All went off OK, but I did taste the wort towards the end – and that one gram of Magnum in the recipe seems to have imparted a little more bitterness than I cared for, so let’s hope that it doesn’t upset the Lactobacillus too much (Lacto doesn’t generally flourish when there’s too much hop bitterness, hence only 8IBUs in this recipe…I’m hopeful that L. Plantarum is a bit more hop tolerant than others I’ve heard about)

And yes, a 45 minute boil!  Whatever next!  And with Pilsenser malt too!  Aren’t you worried about a DMS bomb and lack of hop isomerization, Jon?!

Umm, no.  Bitterness, is bitterness as far as I’m concerned, and in all my brews so far I’ve never come across DMS yet; Although, If I get it this time I’m prepared to eat my words…but, to be on the safe side, I did boil the wort rather violently…

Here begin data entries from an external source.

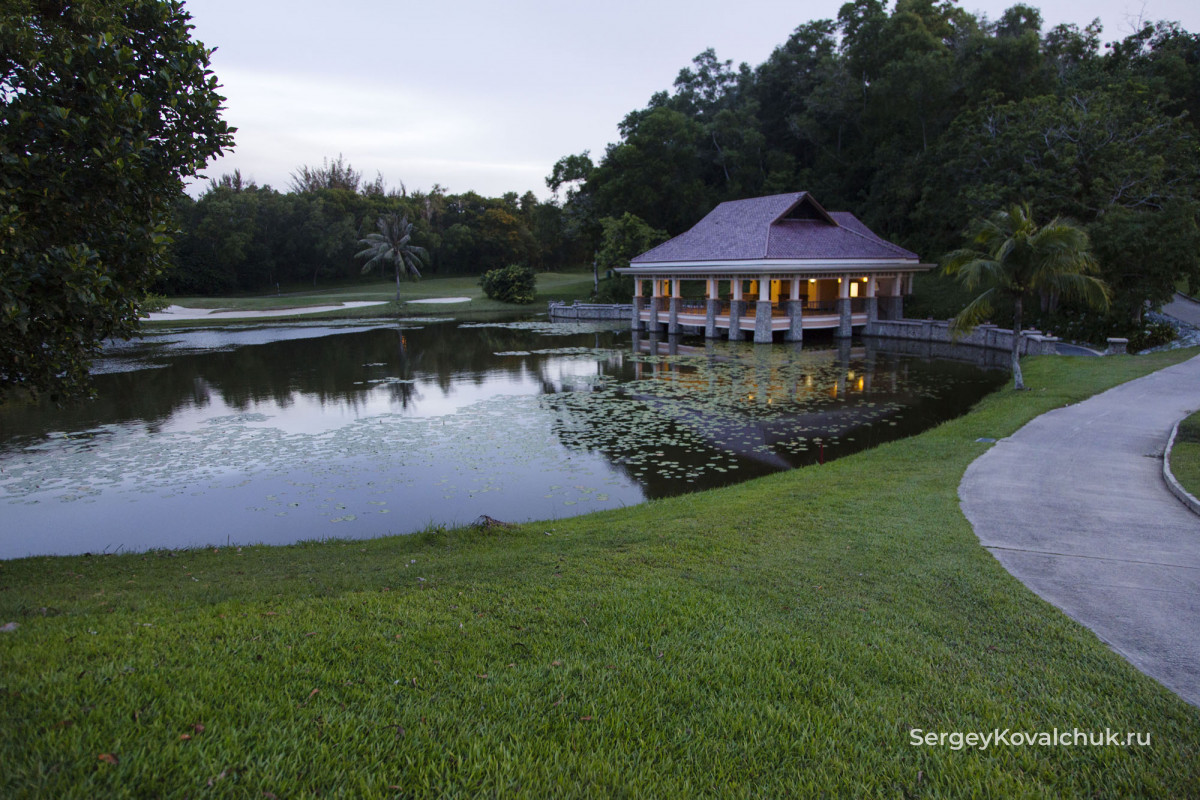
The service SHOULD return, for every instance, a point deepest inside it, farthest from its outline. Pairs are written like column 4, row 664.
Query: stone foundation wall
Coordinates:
column 939, row 331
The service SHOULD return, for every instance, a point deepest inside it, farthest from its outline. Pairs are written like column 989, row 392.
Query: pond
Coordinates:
column 277, row 434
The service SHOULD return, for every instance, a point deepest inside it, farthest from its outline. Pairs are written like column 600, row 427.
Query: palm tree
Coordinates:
column 1017, row 258
column 393, row 244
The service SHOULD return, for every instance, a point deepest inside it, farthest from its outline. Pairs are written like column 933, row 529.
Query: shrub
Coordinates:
column 514, row 283
column 1151, row 335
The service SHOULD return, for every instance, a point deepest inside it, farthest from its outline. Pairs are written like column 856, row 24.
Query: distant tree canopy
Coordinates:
column 918, row 119
column 243, row 236
column 922, row 119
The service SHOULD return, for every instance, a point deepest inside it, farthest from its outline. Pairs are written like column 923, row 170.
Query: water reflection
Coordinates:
column 279, row 434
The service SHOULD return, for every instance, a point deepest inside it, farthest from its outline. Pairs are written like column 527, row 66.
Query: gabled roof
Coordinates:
column 787, row 227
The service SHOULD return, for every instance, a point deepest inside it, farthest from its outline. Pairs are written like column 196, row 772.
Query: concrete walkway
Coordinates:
column 1183, row 307
column 1074, row 505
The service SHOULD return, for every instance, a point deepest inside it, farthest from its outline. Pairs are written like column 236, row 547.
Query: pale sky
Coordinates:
column 486, row 96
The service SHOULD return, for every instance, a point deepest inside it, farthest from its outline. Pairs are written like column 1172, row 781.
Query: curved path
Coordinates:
column 1183, row 307
column 1074, row 505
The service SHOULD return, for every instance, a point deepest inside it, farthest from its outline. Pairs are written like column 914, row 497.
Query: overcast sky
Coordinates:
column 487, row 96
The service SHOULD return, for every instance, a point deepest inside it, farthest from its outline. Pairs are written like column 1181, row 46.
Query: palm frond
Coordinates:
column 972, row 314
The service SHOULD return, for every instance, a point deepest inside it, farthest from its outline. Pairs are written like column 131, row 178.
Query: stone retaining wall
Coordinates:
column 591, row 311
column 939, row 331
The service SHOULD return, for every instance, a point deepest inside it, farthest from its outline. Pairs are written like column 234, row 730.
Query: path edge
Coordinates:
column 1173, row 483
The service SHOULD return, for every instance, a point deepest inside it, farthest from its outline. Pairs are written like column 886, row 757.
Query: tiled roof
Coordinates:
column 765, row 228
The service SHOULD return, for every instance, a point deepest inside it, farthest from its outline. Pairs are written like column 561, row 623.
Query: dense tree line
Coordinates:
column 923, row 119
column 240, row 236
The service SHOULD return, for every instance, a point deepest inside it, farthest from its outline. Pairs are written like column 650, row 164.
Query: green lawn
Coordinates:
column 551, row 286
column 1186, row 455
column 777, row 638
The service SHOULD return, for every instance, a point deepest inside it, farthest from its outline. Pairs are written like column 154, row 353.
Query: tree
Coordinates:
column 393, row 244
column 105, row 107
column 1018, row 258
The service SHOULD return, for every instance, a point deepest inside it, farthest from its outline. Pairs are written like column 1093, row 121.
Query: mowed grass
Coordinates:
column 777, row 638
column 1186, row 455
column 551, row 286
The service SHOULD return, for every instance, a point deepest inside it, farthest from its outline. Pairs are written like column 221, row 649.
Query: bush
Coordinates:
column 1096, row 329
column 1151, row 335
column 514, row 283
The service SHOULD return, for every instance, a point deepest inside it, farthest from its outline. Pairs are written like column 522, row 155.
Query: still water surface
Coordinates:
column 286, row 433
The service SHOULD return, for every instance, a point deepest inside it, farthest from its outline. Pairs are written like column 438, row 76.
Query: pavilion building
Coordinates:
column 768, row 264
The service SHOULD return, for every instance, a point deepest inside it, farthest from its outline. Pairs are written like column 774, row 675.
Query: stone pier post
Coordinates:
column 795, row 320
column 737, row 308
column 844, row 323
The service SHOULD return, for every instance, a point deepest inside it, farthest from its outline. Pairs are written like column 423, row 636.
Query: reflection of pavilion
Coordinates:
column 769, row 383
column 805, row 266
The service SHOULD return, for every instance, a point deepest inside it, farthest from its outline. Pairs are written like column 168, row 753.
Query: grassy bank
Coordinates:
column 777, row 638
column 551, row 286
column 1186, row 455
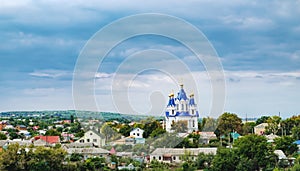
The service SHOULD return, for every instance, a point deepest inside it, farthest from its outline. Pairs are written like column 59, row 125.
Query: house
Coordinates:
column 205, row 137
column 21, row 142
column 139, row 141
column 125, row 140
column 282, row 157
column 9, row 127
column 3, row 145
column 21, row 127
column 67, row 137
column 173, row 155
column 88, row 152
column 260, row 129
column 78, row 145
column 271, row 137
column 129, row 167
column 2, row 125
column 92, row 136
column 137, row 133
column 46, row 140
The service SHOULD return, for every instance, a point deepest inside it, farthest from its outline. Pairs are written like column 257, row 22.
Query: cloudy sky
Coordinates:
column 257, row 43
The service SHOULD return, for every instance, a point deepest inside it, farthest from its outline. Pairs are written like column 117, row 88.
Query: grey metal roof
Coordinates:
column 180, row 151
column 87, row 151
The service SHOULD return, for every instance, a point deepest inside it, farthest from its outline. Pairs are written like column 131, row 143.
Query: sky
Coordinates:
column 257, row 43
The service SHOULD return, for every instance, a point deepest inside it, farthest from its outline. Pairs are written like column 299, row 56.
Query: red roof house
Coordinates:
column 49, row 139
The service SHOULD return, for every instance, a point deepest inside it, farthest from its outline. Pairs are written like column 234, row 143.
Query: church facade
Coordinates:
column 181, row 108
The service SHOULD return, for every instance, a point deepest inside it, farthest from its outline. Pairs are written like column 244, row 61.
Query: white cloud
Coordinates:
column 51, row 73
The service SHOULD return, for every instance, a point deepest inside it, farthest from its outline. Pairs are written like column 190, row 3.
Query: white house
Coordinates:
column 182, row 109
column 260, row 129
column 173, row 155
column 92, row 136
column 137, row 133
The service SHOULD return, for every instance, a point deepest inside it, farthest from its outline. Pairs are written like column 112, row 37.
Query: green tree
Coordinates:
column 180, row 126
column 255, row 151
column 108, row 132
column 262, row 119
column 225, row 160
column 47, row 159
column 2, row 136
column 229, row 122
column 125, row 130
column 296, row 133
column 247, row 128
column 273, row 125
column 158, row 131
column 204, row 161
column 76, row 157
column 286, row 145
column 150, row 125
column 14, row 158
column 52, row 132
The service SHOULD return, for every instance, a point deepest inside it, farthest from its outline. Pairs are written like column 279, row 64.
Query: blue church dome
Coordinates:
column 181, row 94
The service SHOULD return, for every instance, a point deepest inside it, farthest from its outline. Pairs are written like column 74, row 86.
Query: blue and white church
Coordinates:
column 182, row 108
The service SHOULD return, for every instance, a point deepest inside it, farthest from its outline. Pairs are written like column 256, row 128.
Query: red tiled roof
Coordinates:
column 112, row 151
column 49, row 139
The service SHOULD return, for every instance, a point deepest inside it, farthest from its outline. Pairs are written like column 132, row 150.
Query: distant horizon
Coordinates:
column 257, row 45
column 200, row 117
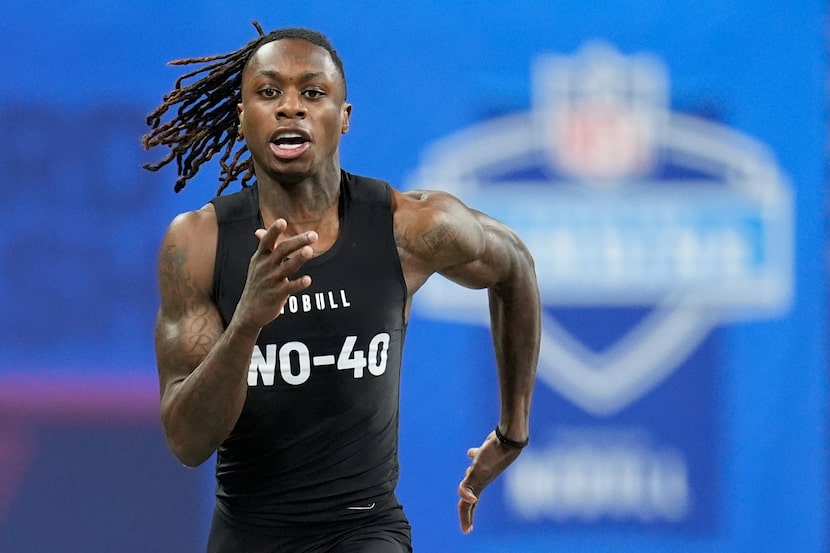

Yeast-wise, as this was a tiny 1 gallon batch, I wasn’t going to jizz away seven or so quid on the traditional Flanders “Rosealare” yeast ‘n’ bacteria culture – instead relying on the yeast and Lactobacillus and god-knows-what that came out of the fermenter that had my (puzzlingly, well-fermented) Berliner Weisse in.

I just did a standard yeast wash procedure (https://yeastismybitch.com/2015/06/01/washing-and-re-using-yeast-for-fun-and-profit/) on the gunk left after bottling the Berliner – and stuffed the washings in the fridge; oh yeah, and I also threw in some bottle dregs from a Lindemans Cuvee Rene that I polished off last week, too.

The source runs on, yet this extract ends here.